Madame [M] [H] succombe à l’instance de sorte qu’elle doit être condamnée aux entiers dépens, ainsi qu’aux frais d’exécution rendus nécessaires au sens de l’article L.111-8 du code des procédures civiles d’exécution.
— Sur les frais irrépétibles
Il résulte des dispositions de l’article 700 du code de procédure civile que le juge condamne la partie tenue aux dépens ou qui perd son procès à payer à l’autre partie la somme qu’il détermine, au titre des frais exposés et non compris dans les dépens. Dans tous les cas, le juge tient compte de l’équité ou de la situation économique de la partie condamnée. Il peut, même d’office, pour des raisons tirées des mêmes considérations, dire qu’il n’y a pas lieu à ces condamnations. Les parties peuvent produire les justificatifs des sommes qu’elles demandent.

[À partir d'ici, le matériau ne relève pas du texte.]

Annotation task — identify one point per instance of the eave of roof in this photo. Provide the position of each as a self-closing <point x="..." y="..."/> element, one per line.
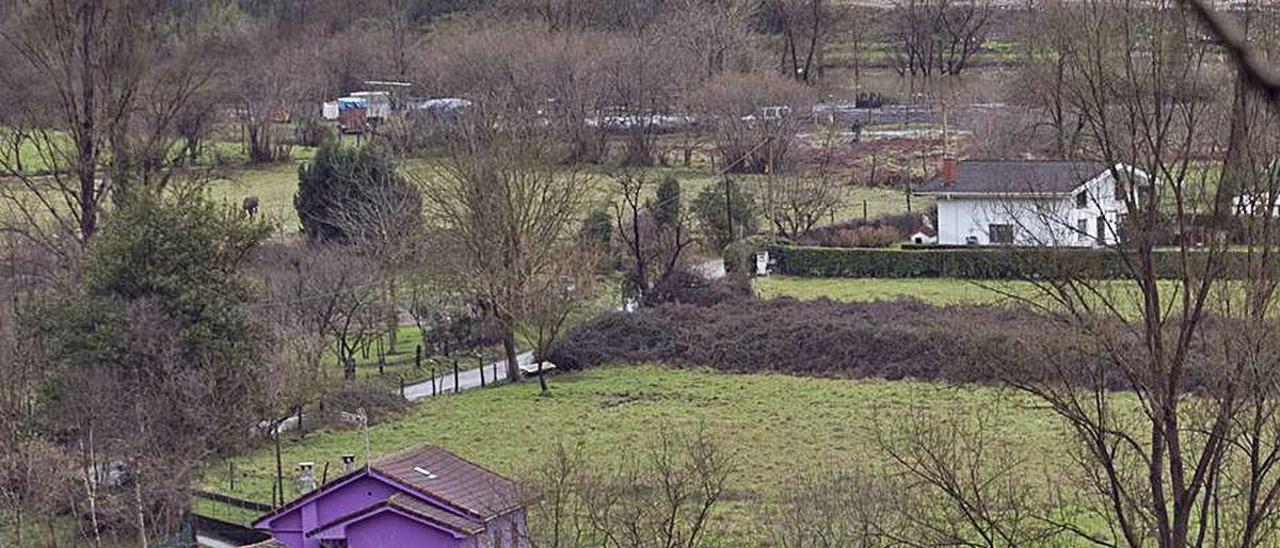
<point x="412" y="508"/>
<point x="376" y="469"/>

Compte tenu des démarches judiciaires qu’ont dû accomplir Monsieur [D] [P] et Madame [L] [D] et en l’absence d’éléments sur la situation financière du défendeur, Madame [M] [H] sera condamnée à leur verser la somme de 200 euros en application de l’article précité.
PAR CES MOTIFS
Le juge des contentieux de la protection, statuant publiquement, par mise à disposition au greffe, par jugement réputé contradictoire et en premier ressort,
DÉCLARE l’action recevable ;
PRONONCE la résiliation à compter du 15 mai 2026 du bail conclu le 23 mars 2024 entre Monsieur [D] [P] et Madame [L] [D], d’une part, et Madame [M] [H], d’autre part, concernant le logement situé au [Adresse 7] ;
ORDONNE en conséquence à Madame [M] [H] de libérer les lieux et de restituer les clés dans le délai de quinze jours à compter de la signification du présent jugement ;
DIT qu’à défaut pour Madame [M] [H] d’avoir volontairement libéré les lieux et restitué les clés dans ce délai, Monsieur [D] [P] et Madame [L] [D] pourront, deux mois après la signification d’un commandement de quitter les lieux, faire procéder à son expulsion ainsi qu’à celle de tous occupants de son chef, y compris le cas échéant avec le concours d’un serrurier et de la force publique ;
DIT que le sort des meubles sera régi conformément aux dispositions des articles L.433-1 et L.433-2 du code des procédures civiles d’exécution ;
CONDAMNE Madame [M] [H] à verser à Monsieur [D] [P] et Madame [L] [D] la somme de 5 500 euros au titre des loyers et avances sur charges arriérés jusqu’à juin 2025 inclus ;
CONDAMNE Madame [M] [H] à verser à Monsieur [D] [P] et Madame [L] [D] une indemnité mensuelle d’occupation d’un montant équivalent à celui du loyer et des charges, tel qu’il aurait été si le contrat s’était poursuivi, à compter du 15 mai 2026 et jusqu’à la date de la libération effective et définitive des lieux, caractérisée par la restitution des clés ;
DÉBOUTE Monsieur [D] [P] et Madame [L] [D] du surplus de leurs prétentions ;
CONDAMNE Madame [M] [H] à verser à Monsieur [D] [P] et Madame [L] [D] la somme de 200 euros au titre de l’article 700 du code de procédure civile ;
CONDAMNE Madame [M] [H] aux dépens.
AINSI JUGE ET PRONONCE par mise à disposition au greffe, le 15 mai 2026, par Yannick ASSER, juge des contentieux de la protection et Manon HANSER, Greffier.